Siete u ocho de nosotros nos apretujamos dentro del pequeño vehículo; el camión estaba lleno de Menorot y velas de colores, que esperábamos distribuir. Mientras los chicos conocedores de la tecnología discutían las complejidades de los aparatos electrónicos que hacían encender las luces de nuestra Menorá, yo miraba fijo por la ventana la oscura noche invernal.
Llegamos a nuestro destino de aquella noche, una residencia enorme en el complejo de Brooklyn, situada muy cerca de nuestra Yeshiva.

En los años `70, las compuertas Rusas se abrieron, y el Trump Village era el destino elegido por miles de nuevos inmigrantes.
Frecuentemente mayores, estos judíos habían sobrevivido décadas de normas comunistas, manteniendo su identidad Judía intacta; aún así, sabían muy poco acerca de la Torá y las mitzvot, y esperábamos enceder una chispa o dos.
Lo vi ahí sentado. Un hombre mayor de setenta o setenta y cinco años, sentado en uno de esos bancos de plaza que los noyorkinos conocemos tan bien. La base era sólida y el asiento de madera, pintado de verde, estaba ubicado frente a un tablero de ajedrez. Simplemente estaba allí sentado mirando a los autos pasar en aquella noche helada.

«¡Feliz Januka! ¿Le gustaría encender la menorá?» Le pregunté, esperando a que me ayudara a alcanzar mi meta personal de diez personas que deseaba inspirar aquella noche.
«Por favor, váyase», me respondió en Idish. «No estoy interesado», dijo, quizá en un tono un poco más suave.
Intenté hacerlo cambiar de parecer. Comencé a explicarle la historia de Januka, puede que le haya suplicado un poco, pero él se mantenía firme en su decisión. «No gracias. Ahora, por favor, que tenga buenas noches».

Viendo como una oportunidad se desvanecía, pero que todavía no estaba lista para ser deshechada por completo, tomé la pequeña menorá de lata, la coloqué sobre el tablero de ajedrez, le puse cuatro velas de colores en los lugares correspondientes, que siempre parecene estar diseñados para velas mucho más finas que las mías, las encendí, me volteé hacia el anciano y dije: «Aquí está la menorá. Si quiere, es suya, si no la quiere, entonces no lo es»
El hombre no dijo nada y yo me fui.

Continuamos nuestra compleja ronda, y gracias a Di-s, tuvimos mucho éxito aquella noche.
Se estaba haciendo tarde y era hora de volver a casa.
Mi mente seguía compenetrada en el anciano judío ruso sentado solitario en aquel banco de plaza.
«Pasemos por el lugar en donde vi al anciano». Estaba curioso. ¿Qué habrá hecho con la menorá? ¿La habrá tirado, o la habrá dejado en su lugar, una solitaria menorá en un espacio desamparado?

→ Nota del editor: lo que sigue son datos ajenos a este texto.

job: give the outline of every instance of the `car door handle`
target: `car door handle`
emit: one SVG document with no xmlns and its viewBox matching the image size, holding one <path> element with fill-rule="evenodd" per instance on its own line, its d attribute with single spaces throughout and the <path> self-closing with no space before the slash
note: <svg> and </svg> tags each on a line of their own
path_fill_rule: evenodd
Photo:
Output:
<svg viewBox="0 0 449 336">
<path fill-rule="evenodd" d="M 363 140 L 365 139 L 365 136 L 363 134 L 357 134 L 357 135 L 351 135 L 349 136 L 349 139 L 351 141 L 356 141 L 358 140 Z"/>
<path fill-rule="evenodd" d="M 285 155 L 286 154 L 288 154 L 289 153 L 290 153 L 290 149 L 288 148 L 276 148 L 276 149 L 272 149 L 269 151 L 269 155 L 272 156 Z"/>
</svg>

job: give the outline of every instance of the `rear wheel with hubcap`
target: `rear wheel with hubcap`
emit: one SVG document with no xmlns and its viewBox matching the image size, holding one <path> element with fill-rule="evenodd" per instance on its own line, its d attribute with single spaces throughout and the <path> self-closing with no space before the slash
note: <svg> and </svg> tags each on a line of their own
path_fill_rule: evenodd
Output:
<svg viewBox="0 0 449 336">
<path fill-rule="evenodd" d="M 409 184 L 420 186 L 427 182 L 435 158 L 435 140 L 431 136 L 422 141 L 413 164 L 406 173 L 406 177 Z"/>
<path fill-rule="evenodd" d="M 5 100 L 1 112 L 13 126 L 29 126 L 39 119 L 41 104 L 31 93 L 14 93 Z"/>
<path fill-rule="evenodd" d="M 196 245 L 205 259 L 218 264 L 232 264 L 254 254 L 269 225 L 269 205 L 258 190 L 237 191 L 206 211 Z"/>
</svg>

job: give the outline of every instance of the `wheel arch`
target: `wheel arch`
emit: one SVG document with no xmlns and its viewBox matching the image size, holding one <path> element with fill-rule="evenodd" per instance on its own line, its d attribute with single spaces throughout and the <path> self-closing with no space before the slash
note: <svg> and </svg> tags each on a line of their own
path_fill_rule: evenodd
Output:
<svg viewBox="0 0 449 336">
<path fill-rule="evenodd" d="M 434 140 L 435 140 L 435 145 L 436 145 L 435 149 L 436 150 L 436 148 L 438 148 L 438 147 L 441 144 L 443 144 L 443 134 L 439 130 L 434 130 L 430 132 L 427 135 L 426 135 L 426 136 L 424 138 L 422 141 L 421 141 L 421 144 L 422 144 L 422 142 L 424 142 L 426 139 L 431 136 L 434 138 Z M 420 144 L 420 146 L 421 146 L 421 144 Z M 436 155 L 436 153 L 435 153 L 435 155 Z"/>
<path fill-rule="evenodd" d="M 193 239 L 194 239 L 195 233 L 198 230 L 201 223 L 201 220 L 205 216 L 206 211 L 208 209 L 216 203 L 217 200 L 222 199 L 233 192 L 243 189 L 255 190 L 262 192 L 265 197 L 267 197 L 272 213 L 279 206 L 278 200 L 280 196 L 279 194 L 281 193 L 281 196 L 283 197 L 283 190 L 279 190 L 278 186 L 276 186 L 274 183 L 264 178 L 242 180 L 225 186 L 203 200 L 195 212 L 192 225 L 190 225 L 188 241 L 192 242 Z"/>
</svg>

Hay imágenes que se te pegan. Eventos que dejan una mancha indeleble en tu mente, que incluso luego de treinta años uno las sigue viendo con claridad.
Esta es una de ellas.
Veo al anciano sentado en el banco. Sus ojos llenándose de lágrimas, mientras que una lágrima gruesa bajaba sobre su mejilla izquierda.
Las velas están consumiéndose y él las está mirando. Observándolas y llorando. La llama se encuentra con la llama y un alma se enciende.
No sé donde está ahora, ni sé su nombre. Sea como sea, yo sé que fui privilegiado aquella noche de algo muy poderoso.